Apesar da introdução, mais do que benvinda, da audiência de custódia, é frequente que réus permaneçam presos durante o processo e, ao serem condenados, sejam postos em liberdade, o que, claramente, soa contraditório.

Desnecessário dizer que mudanças são necessárias. Neste passo, destaque especial cabe à chamada Lei de Drogas. Ninguém pode ignorar o mal que representa o tráfico, assim como a repulsa que deve causar a figura do traficante. Ainda que se possa considerar o tráfico de drogas uma das principais causas da violência, é preciso repensar a forma de combate.

Duas questões merecem destaque: a) enquanto houver usuário, haverá tráfico; b) a lei não distingue, com a clareza necessária, o gerente do tráfico, merecedor de punição rigorosa, e, em geral, não identificado, do pequeno traficante, o chamado “mula”, em geral jovem e peça de fácil reposição.

Pelo texto atual, uma interpretação mais literal do que dispõe a lei conduz o “mula” ao sistema fechado. Esses pequenos traficantes são facilmente seduzidos pelos líderes das facções criminosas recolhidos às prisões. Assim, a prisão destes pequenos traficantes aumenta a mão de obra do crime organizado. Dessa forma, a falta de um combate eficiente ao tráfico de drogas pode alimentar as facções criminosas.

É fácil constatar que houve aumento de prisões e mesmo de apreensões, mas nem por isso houve aumento de eficiência.
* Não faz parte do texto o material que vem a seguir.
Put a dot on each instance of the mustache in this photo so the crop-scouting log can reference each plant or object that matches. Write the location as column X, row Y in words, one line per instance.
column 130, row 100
Se a ação repressiva estivesse produzindo os resultados alardeados pelos governantes, certamente haveria maior dificuldade para os traficantes com o consequente aumento de preço das drogas, o que, de fato, não ocorreu.

Vivemos o seguinte paradoxo: anualmente recordes de apreensão são batidos sem que o número de usuários diminua, o que evidencia o fracasso da política de repressão e combate ao tráfico de drogas. De outro lado, o aumento de presos não perigosos propiciou o aumento do poder das organizações criminosas nos presídios.

A questão penitenciária tem que ser encarada como um problema. Não se trata de falta de vontade política, mas, na verdade, de ignorar o problema. Nossas cadeias não podem permanecer como depósitos de gente, sem separação de presos e com agentes penitenciários amedrontados e sem treinamento especializado. Na última campanha política, a questão sequer foi debatida.

Nenhum governo (estadual ou federal) investe em presídios seguros e humanos, assim como em treinamento para os agentes penitenciários. Enquanto a questão não for enfrentada, o sistema penitenciário será mais uma causa para o aumento da violência e do poder das facções criminosas.

Já passou da hora para que o problema seja enfrentado!

Mário de Magalhães Papaterra Limongi é procurador de Justiça aposentado e membro do MPD.